溶けた炉心の在処、未だに不明/格納容器もあちこちに穴

小出…福島第1原発では4つの原子炉が壊れたのですが、1〜3号機は、運転中、4号機は、定期検査のために停止中で、燃料棒も装着されていませんでした。1〜3号機は、炉心を冷やすことができず、メルトダウンして大量の放射能を放出してしまいました。圧力容器の底に熔け落ちた核燃料は、厚い鋼鉄の底を溶かして、放射能を閉じこめる最後の防壁である「格納容器の床に落ちた」と、東京電力は言っています。私もそう思いますが、その後、熔けた核燃料がどうなっているのか? 実は誰にもわからないのです。
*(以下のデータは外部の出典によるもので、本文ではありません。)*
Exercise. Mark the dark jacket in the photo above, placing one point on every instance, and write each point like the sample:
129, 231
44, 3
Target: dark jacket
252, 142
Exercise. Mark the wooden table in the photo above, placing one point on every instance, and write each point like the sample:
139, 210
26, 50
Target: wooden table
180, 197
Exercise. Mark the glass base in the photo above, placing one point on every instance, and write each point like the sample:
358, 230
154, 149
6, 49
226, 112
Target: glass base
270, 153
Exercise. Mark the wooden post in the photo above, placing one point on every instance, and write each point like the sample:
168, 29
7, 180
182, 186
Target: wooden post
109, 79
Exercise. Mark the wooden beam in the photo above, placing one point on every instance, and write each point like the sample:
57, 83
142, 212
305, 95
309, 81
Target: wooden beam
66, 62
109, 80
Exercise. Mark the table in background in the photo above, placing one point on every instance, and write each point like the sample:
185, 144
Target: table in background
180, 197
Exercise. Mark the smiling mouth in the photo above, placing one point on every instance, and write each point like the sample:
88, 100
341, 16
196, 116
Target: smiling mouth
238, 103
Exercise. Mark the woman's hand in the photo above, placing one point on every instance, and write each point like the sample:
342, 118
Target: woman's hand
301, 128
危機的状況続く4号炉/使用済み燃料の取り出し至難の業

小出…4号機は、メルトダウンはまぬがれたのですが、ここには大量の使用済み燃料がプールに沈められています。その放射能総量は、控えめに計算しても広島原爆1万発分です。・プールの中には、1535体の燃料棒が入っており、そのうち1331体が使用済み、204体が未使用です。未使用の燃料棒は、人の手で触っても大丈夫くらいの放射能レベルですので、昨年7月、東電は、試験的に未使用燃料棒の取り出し作業を行いました。燃料の状態を知るためですが、これも未使用燃料棒だからできた作業です。使用済み燃料となると、プールから引き出した瞬間に、周囲の人間がばたばたと死ぬほどの危険物です。

電気料金値上げは、経営幹部の責任追究が大前提

小出…全くふざけた申請です。そもそも原子力発電が、他の発電方法に比べて最も高くつく方法であることは、有価証券報告書を見ればわかってしまっている事実です。「経営難」というなら、この高い発電方法を選んできたという経営上の責任が、関電首脳陣にはあるはずです。

震災がれき広域処理するなら2つの条件満たせ

小出…放射能ゴミの処理原則は、1.発生したところで、2.可能な限りコンパクトにして、3・他の物と混ぜずに閉じこめる、のが大原則です。不幸にして広範な地域が放射能に汚染されてしまったのですが、これを他の地域に持ち出すのは、原則に反しているので、やってはいけません。これが私の基本的態度です。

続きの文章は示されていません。